He was on his feet himself early in the set, playing a pretty mean Bluesiana guitar. But he’s a clever beast, the good Doctor, and he marched the adoring throng like a piper right into his church — wrapping his still-powerful cords around “Makin’ Whoopee,” playfully romping through “Some Women Call Me the Doctor,” bopping through “Traveling Mood,” and setting the night’s first fire with “Only in America,” his protest against both a country that has the most penitentiaries in the world and a home state that leads the way.



“I’m not happy about this,” he said of the current penal system, closing the door behind everyone.

Several songs later, having played a Mardi Gras revue — capped by “When the Saints Go Marching In“ — that had the revelers shouting for more, Dr.

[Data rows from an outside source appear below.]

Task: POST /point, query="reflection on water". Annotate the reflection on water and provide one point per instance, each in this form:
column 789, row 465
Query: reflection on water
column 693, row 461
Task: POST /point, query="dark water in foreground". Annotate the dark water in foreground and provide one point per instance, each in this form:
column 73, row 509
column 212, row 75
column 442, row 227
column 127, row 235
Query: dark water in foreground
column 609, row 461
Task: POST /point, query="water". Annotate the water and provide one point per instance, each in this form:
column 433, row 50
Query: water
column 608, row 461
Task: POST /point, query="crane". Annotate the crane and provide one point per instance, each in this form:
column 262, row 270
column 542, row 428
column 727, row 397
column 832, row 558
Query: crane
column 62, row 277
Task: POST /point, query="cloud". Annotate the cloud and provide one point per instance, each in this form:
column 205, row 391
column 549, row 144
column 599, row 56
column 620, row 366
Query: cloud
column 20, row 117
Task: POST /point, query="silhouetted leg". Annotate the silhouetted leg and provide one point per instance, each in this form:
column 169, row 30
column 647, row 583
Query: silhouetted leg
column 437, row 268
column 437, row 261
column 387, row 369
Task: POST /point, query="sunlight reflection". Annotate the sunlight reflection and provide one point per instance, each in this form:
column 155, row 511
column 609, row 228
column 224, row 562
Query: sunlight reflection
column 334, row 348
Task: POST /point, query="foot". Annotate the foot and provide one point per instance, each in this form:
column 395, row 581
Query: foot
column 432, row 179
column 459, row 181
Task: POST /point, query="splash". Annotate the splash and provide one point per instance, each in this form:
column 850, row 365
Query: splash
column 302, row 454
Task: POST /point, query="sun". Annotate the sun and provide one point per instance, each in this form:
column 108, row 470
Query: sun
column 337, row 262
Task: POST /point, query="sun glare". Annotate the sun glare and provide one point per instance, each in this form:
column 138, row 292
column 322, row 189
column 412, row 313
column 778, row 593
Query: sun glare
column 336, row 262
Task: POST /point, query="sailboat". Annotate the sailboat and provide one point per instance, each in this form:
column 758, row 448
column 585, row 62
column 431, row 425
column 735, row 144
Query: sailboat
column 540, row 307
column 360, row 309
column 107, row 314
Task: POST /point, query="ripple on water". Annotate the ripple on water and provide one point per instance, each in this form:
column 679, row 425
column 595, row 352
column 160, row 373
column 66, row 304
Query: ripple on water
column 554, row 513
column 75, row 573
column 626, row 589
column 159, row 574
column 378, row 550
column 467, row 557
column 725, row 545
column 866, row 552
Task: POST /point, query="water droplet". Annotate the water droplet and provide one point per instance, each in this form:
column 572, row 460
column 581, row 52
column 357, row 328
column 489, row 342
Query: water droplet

John turned away from the keyboard again and said his piece.

Tricked out in a crimson, pin-striped suit, black fedora with matching shirt and hatband, argyle socks and his famed tooth-filled necklace, the former Malcolm John “Mac” Rebennack spoke with such fire that the buzz in the crowd stilled to a whisper.

“The Constitution of the United States starts with three simple words,” he said, in his familiar drawl. “We the people….”

He blasted the politicians who claimed the BP spill wasn’t that bad a disaster — and said he was disappointed that he’d voted for President Obama, based on the government’s response to an environmental nightmare that not only destroyed countless creatures along the coast but also decimated his favorite fishing hole.

There was even more bile for BP and the corporate greed that he said created the entire mess in the first place.

And even though he has a fascinating new record out (“Tribal”), you wouldn’t have known it unless you were paying close attention. Dr. John didn’t hawk it — in fact, he mentioned it in passing early and the subject didn’t come up again until a band member reminded the audience near the end of the set.

Now and again, the pony-tailed Night Tripper reached behind and played an old wooden organ with his right hand while surfing the ivories with his left. Not once did his energy lag — he skipped through improvisational solos that seemed to play themselves — nor did that of his crackerjack band.

Dr. John didn’t come in on airs. He earned the right to pound the bloody pulpit by dishing up genuine homemade gumbo. The agenda was clear: If he couldn’t bring people to the real New Orleans, he’d bring the real New Orleans to them.

In a way, he created a sort of Lower 911 funeral march, celebrating a rich, magnificent American musical history while reminding everyone of a human account that, yet again, is pitifully overdrawn.